2. We find no error in the trial court’s denial of Todd’s motion for a new trial on his claim that Martinez Paint & Body and Marshall breached the March 30, 1992 employment agreement when he was terminated on June 5, 1992, for dishonesty and incompetence in the performance of his job.

(a) Todd claims he is entitled to a new trial because, over his objection, the trial court erroneously refused to remove certain evidence from the record related to Marshall’s counterclaim against him after the trial court had directed a verdict in his favor on the counterclaim at the close of the evidence. Todd contends that, after the directed verdict was granted, the evidence was irrelevant to any issue in the case, and the trial court’s refusal to remove it from the record prejudiced the jury’s consideration of the remaining issues.

Decided May 18, 1999.

During the course of the trial, evidence was admitted for the purpose of showing that Todd had fraudulently handled invoices for the automotive repair business which he owned and operated and which was located adjacent to Martinez Paint & Body. The automotive repair business leased space in the building from Marshall, and lease payments were calculated in part as a percentage of the gross business receipts. The invoice evidence was relevant to Marshall’s counterclaim against Todd for fraud relating to the lease. However, at the close of the evidence, the trial court granted a directed verdict in favor of Todd on Marshall’s counterclaim on the basis that the lease claim had been previously adjudicated in a bankruptcy proceeding filed by Todd on behalf of the automotive repair business.

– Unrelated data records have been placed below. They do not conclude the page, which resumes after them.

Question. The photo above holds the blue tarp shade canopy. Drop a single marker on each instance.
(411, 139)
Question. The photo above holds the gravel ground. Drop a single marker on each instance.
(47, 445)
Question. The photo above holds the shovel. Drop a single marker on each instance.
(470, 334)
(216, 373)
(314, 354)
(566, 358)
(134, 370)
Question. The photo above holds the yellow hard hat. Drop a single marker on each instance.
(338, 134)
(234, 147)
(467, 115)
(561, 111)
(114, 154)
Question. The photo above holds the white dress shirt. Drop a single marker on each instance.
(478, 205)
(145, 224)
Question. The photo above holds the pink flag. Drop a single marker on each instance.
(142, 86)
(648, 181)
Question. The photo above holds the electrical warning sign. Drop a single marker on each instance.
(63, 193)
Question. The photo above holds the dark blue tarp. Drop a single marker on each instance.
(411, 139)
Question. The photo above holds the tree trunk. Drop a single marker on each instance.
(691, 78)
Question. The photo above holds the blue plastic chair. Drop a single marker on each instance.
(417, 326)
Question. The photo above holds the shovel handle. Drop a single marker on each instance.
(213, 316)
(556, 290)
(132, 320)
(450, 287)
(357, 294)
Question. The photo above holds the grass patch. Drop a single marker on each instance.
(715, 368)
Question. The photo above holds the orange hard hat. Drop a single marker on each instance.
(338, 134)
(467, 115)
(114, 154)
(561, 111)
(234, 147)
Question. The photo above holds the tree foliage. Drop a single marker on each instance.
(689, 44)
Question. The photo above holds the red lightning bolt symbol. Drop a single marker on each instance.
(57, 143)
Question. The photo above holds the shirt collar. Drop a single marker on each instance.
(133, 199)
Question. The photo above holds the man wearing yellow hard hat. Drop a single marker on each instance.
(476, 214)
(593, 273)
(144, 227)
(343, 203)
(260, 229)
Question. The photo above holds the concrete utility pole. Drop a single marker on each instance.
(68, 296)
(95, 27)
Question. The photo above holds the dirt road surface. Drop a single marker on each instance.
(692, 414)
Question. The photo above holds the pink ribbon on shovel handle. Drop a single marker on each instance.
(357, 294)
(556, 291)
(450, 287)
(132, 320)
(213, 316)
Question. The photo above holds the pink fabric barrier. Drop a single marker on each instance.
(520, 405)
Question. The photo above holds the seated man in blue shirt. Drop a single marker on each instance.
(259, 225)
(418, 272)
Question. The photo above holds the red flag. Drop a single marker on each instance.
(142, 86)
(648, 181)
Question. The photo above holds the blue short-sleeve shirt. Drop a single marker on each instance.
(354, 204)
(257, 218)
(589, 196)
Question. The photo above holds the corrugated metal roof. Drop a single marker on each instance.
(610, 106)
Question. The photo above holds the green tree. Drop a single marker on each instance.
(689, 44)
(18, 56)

The trial court did not err by refusing to remove the invoice evidence from the record. Evidence that Todd fraudulently handled invoices in the adjacent automotive repair business was also relevant to the defense of Todd’s claim for breach of the employment agreement, which relied on evidence that Todd was terminated because of dishonest behavior as well as incompetence after he was hired as manager of Martinez Paint & Body. John W. Rooker & Assoc. v. Wilen Mfg. Co., 211 Ga. App. 519 (439 SE2d 740) (1993).

(b) Todd also contends he is entitled to a new trial because the trial court erroneously excluded proffered evidence in support of his effort to pierce the corporate veil between Marshall and Martinez Paint & Body, Inc. and hold Marshall personally liable on his claim for breach of the employment agreement. We find no error in the trial court’s ruling. In support of the effort to pierce the corporate veil, the trial court allowed Todd to produce evidence that Marshall spent corporate funds for personal purposes, but properly excluded other highly prejudicial evidence related to the alleged purpose of the spending which had little or no relevance. In any event, this issue was rendered moot by the jury’s verdict finding no breach of the employment agreement.

3. We need not address Todd’s remaining enumerations of error relating to the amount of the damages awarded on the counterclaim for fraudulent inducement brought by Martinez Paint & Body, Inc.

Judgment affirmed in part and reversed in part.

McMurray, P. J., and Ruffin, J., concur.

John P. Batson, for appellant.

Fleming, Blanchard, Jackson & Durham, James G. Blanchard, Jr., J. David Roper, for appellees.